The Renault-Nissan alliance, meanwhile, is cagey on sales targets. A 2011 prediction of 1.5m electric vehicles by 2016 turned out to be wildly optimistic. The group passed the 250,000 mark only last July. And yet the electric car is enjoying seemingly unstoppable, if not super-fast, momentum, thanks in part to the magical blend of offering motorists the chance to save money and reduce toxic exhaust emissions. Sales of cars such as the Nissan Leaf, Ford Focus Electric, the Tesla Model S and Chevrolet Volt may not be breaking records but they are indisputably on the up. As of the start of this year there were more than 30 models of all-electric cars and utility vans on sale in Western Europe, the United States, China and Japan. Popularity is also due in part to subsidies. Germany announced in April it would to give a €1bn subsidy to boost electric car sales: buyers receive €4,000 when they choose a purely electric vehicle and €3,000 for a plug-in hybrid. And a ‘plug-in vehicle grant’ from the UK government provides a subsidy of up to 35% of the cost of a car or van, up to a maximum of €5.360 (£4,500). All this gives an insight into the technological, corporate and political forces coming together to deliver vehicles that one day really will change the world, be it electric or driverless cars. Better batteries will give electric and hybrid cars even stronger performance and increased range, which will further improve their appeal, promise manufacturers. But the batteries also need to be cheaper for the mass market.

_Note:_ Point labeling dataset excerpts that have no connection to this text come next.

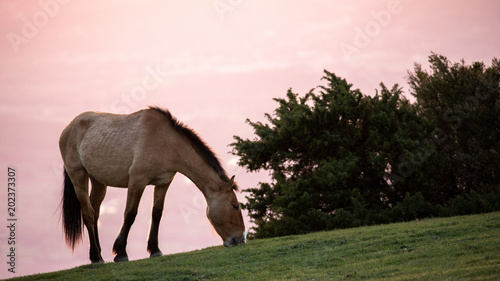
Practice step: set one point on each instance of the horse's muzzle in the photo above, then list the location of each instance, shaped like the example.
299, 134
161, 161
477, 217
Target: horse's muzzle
234, 241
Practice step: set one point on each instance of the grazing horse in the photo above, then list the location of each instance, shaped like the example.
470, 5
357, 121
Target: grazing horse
131, 151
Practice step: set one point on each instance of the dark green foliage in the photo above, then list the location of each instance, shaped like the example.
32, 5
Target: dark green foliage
340, 159
464, 101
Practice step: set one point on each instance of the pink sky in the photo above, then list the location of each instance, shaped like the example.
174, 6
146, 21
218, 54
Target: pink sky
212, 68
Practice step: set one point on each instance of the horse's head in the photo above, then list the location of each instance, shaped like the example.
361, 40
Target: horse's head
224, 213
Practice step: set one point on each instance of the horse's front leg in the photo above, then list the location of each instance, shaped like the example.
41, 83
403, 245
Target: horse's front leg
159, 200
134, 195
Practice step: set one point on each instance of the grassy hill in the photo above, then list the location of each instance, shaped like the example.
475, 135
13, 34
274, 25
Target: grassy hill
457, 248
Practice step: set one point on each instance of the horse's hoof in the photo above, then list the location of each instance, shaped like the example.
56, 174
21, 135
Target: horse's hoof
120, 258
157, 254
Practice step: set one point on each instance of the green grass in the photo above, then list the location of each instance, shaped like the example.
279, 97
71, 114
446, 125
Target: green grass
457, 248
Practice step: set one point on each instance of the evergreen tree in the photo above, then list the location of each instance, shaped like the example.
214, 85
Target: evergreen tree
337, 158
464, 101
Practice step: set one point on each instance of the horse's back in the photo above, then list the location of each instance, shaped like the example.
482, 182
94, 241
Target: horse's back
103, 144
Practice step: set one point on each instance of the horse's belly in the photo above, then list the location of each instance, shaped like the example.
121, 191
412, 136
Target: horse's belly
107, 161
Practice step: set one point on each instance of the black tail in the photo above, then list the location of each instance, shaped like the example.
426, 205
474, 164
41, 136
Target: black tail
71, 213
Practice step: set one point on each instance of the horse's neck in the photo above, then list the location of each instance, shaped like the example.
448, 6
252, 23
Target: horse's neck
201, 174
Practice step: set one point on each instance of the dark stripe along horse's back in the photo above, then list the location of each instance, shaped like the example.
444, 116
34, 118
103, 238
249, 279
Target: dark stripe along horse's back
131, 151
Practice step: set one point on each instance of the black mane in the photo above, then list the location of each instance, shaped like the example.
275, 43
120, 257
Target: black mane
198, 144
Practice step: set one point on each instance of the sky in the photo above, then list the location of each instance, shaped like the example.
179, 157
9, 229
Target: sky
213, 64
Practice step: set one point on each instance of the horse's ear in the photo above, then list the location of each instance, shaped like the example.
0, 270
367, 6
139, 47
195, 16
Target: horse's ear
230, 184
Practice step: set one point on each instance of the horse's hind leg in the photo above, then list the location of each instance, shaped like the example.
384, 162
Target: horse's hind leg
159, 200
80, 180
96, 196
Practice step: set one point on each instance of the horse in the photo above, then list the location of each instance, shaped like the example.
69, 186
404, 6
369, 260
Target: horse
131, 151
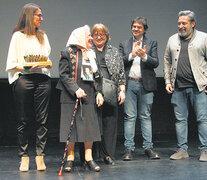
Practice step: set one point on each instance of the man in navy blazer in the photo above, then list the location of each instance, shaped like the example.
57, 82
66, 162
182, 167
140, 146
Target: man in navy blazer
140, 59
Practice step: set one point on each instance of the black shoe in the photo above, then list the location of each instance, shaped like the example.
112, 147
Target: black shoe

This throws up another intriguing twist involving the fall in oil prices. Lower fuel costs combined with the unprecedented efficiency of today’s petrol engines, suddenly makes old technology a worthy rival to electric cars and batteries. What the latter have is is a tantalising, ever-evolving technology.
Back in March at the Geneva Motor Show 2016, architecture firm Foster + Partners and Nissan unveiled a vision for self-charging driverless cars that could power the home. Technologies included wireless charging, autonomous driving and battery storage to present a compelling proposal for the future of vehicles and cities.
Carlos Ghosn, the head of the Renault-Nissan alliance that sells more than half the electric cars in the world, has no doubt he’s on to a winner: “Ten years ago people thought electric cars would never make it, they thought they were like a golf cart, something slow, bulky, not very attractive,” he told the Guardian newspaper recently.
“Now they see the Renault Zoe, the Nissan Leaf, the Teslas and they think electric cars can be fun. They see Formula E and see the cars can be very powerful and go very fast. The idea that electric cars are normal cars, which is a big revolution from 10 years ago, has taken place.” That’s pretty good going, statistic wise. How many people have died in manually driven cars since the Tesla first drove on the road? A few more than one.